Mais en dépit de ses scènes d’action musclées et du duo très attachant composé d’Alfred et Esmé (Emma Corrin, The Crown), Pennyworth semble quelque peu privilégier la forme au fond. On ne sait pas trop où se dirige la série à la fin du pilote, si elle va adapter un format procedural ou approfondir la relation entre Thomas et Wayne pour les amener jusqu’à la naissance de Bruce. La beauté esthétique de la série tombe parfois dans la caricature, si bien que tout semble superficiel à l’écran, surtout dans un épisode pilote qui dure plus d’une heure.

Pour le moment, on reste dans l’idée que Pennyworth aurait pu fonctionner comme standalone, voire comme un film, plutôt que sous le format épisodique.
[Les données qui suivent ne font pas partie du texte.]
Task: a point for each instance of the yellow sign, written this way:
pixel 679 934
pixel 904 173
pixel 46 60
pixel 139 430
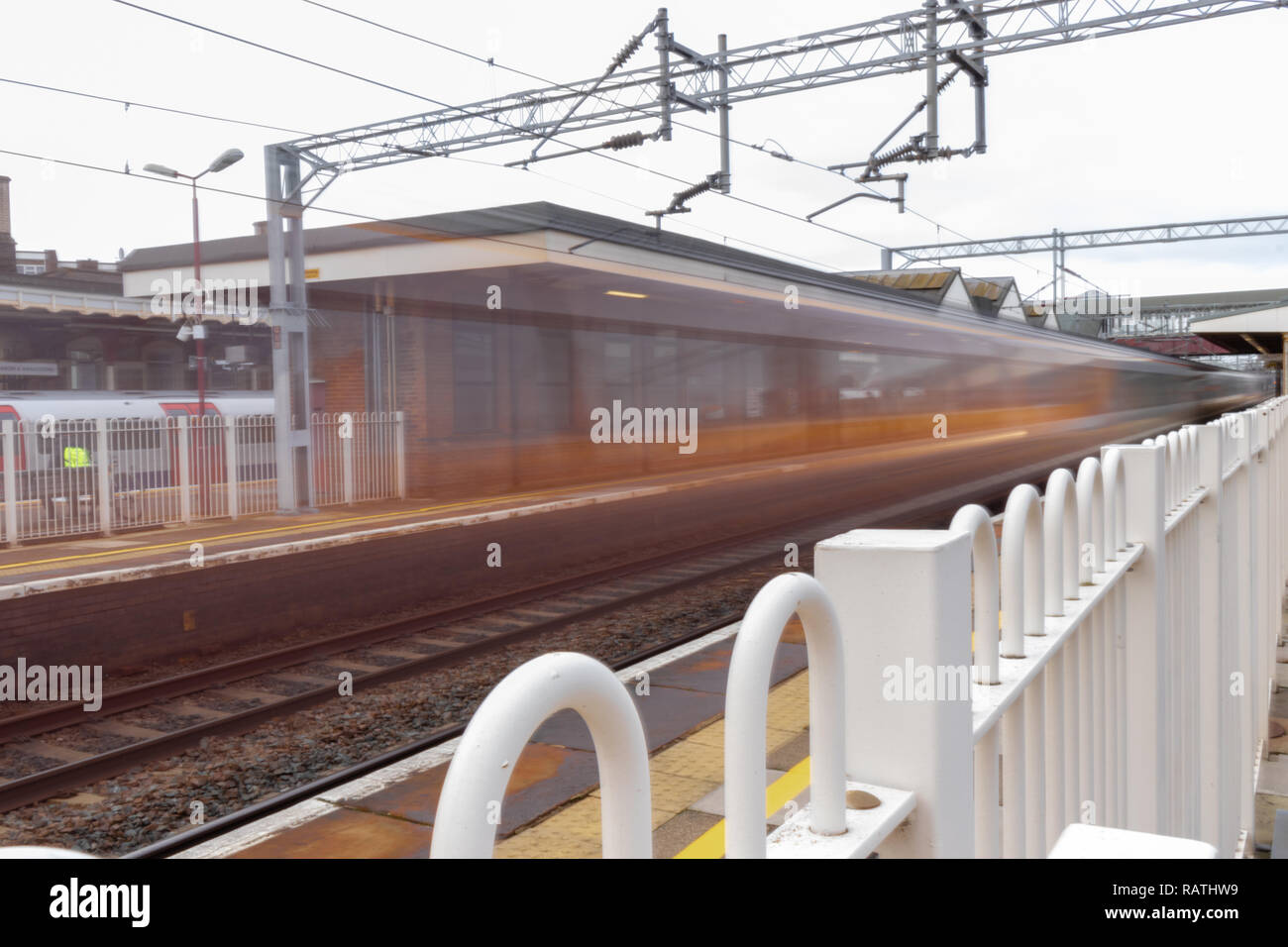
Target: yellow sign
pixel 75 457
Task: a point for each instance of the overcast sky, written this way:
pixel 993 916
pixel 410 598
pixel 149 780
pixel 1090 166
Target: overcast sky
pixel 1176 124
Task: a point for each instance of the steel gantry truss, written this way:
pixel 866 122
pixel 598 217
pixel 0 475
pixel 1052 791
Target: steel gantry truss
pixel 940 34
pixel 1057 243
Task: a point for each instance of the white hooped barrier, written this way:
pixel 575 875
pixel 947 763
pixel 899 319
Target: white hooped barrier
pixel 1022 569
pixel 469 806
pixel 1116 502
pixel 1091 519
pixel 747 706
pixel 984 564
pixel 1060 541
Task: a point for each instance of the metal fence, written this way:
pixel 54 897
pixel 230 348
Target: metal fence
pixel 1107 664
pixel 68 476
pixel 356 458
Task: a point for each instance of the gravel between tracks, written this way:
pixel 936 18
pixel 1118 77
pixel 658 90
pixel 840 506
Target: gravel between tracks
pixel 226 774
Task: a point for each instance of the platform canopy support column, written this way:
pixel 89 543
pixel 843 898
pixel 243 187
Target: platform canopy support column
pixel 290 328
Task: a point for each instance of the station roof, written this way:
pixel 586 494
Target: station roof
pixel 932 285
pixel 482 224
pixel 988 294
pixel 1250 331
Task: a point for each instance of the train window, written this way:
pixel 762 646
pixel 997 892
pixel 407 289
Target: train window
pixel 129 434
pixel 661 379
pixel 619 368
pixel 703 377
pixel 553 379
pixel 475 376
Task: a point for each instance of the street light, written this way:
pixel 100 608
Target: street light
pixel 197 331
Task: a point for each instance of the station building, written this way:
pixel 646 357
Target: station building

Bruno Heller, habitué aux twists mortels et au jump the shark depuis Gotham, nous prouvera sûrement le contraire au fil de la saison. Reste que son œuvre est un excellent divertissement estival, qui met en lumière le talent de Jack Bannon tout en rendant justice à l’un des plus beaux personnages du lore de DC Comics, Alfred Pennyworth. Désolé Batman mais cette fois, c’est toi le sidekick.

En France, la première saison de Pennyworth reste inédite.